Firearms were “present and used” at each of the camps and they consisted of semi-automatic weapons, .22 sporting rifles and shotguns.
He said there was clear evidence that all of the prisoners were in possession of a firearm on at least one occasion and the camps were primarily directed at training people in military maneuvers and exercises, which included simulated ambushes.
Molotov cocktails were made and thrown at one of the camps.
Justice Hansen said possession of firearms was not, in itself, unlawful if they were being used for legitimate purposes but the contention that they were needed to further bushcraft and survival skills was “utterly implausible.”
“I consider harm has been done to the community for which you must be held accountable,” he told the prisoners.
“This was a lengthy period of offending, not a one-off incident or opportunistic offending. The offending was characterised by premeditation and planning.
“Considerable resources, time and money were committed to these enterprises and the use of Molotov cocktails could not be reconciled with the peaceful purposes of the camps.”
He said although there were “elements of Dad’s Army in the group the intent was serious.”

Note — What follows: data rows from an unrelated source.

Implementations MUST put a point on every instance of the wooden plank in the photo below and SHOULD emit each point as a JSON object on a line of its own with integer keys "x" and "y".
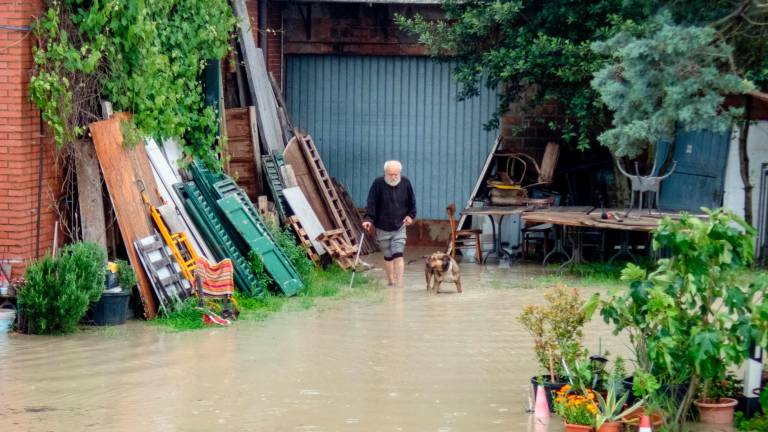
{"x": 306, "y": 216}
{"x": 288, "y": 177}
{"x": 325, "y": 185}
{"x": 306, "y": 181}
{"x": 253, "y": 122}
{"x": 479, "y": 182}
{"x": 124, "y": 170}
{"x": 258, "y": 82}
{"x": 165, "y": 178}
{"x": 369, "y": 243}
{"x": 89, "y": 194}
{"x": 304, "y": 239}
{"x": 241, "y": 151}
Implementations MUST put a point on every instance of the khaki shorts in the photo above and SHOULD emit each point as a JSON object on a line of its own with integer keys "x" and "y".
{"x": 391, "y": 243}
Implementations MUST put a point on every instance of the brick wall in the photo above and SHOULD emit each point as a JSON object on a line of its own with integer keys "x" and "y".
{"x": 350, "y": 28}
{"x": 20, "y": 144}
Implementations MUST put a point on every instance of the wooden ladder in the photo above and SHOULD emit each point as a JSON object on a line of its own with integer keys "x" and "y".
{"x": 328, "y": 189}
{"x": 304, "y": 238}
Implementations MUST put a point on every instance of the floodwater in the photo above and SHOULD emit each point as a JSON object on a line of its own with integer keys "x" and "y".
{"x": 399, "y": 360}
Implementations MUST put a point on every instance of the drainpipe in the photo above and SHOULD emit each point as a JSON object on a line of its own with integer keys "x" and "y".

“I believe a private militia was being established, a frightening prospect undermining our democratic institutions and anathema to society. Some of the participants held extreme anarchist views.”
“I acknowledge the ultimate goal of the possession of the weapons was not a criminal one and I accept your intention of redressing Tuhoe grievances.
“But a crime committed in pursuit of a noble ideal is just as bad as a crime committed for a base purpose. The end does not justify the means.”
Justice Hansen said Tame Iti was one of the instigators of the offending and responsible for organising the camps while Te Rangikaiwhiria Kemara was primarily responsible for purchasing weapons and ammunition.
“I see you as Iti’s lieutenant,” the judge added.
He said Urs Signer and Emily Bailey were not involved in the planning of the camps; they were primarily involved in liaising with other parties.
Addressing Iti and Kemara he said a sentence of imprisonment was “unavoidable.”
“My responsibility is to convey in unambiguous terms society’s rejection of lethal weapons for illegal purposes.”
Justice Hansen said there were some mitigating factors: the offending was not gang related and occurred “in pursuit of a worthy ideal with only a remote risk of harm to others.”
In view of this the starting point for the two men was a term of imprisonment of three years.
Given Iti’s outstanding record of service to his community and Kemara’s unblemished record, he considered a sentence of two years and six months was appropriate.
To Signer and Bailey, Justice Hansen said: “you were followers, not leaders. Your belief in the justice of the Tuhoe cause allowed you to be drawn into a project without any clear understanding.”
He said the starting point for them was a sentence of two years imprisonment but given their previous good character and family responsibilities he would delay their sentencing until next month to see whether it was practical to give them home detention.
As the Justice concluded the sentencing, Iti began a loud haka and was quickly joined by his many supporters in the packed courtroom.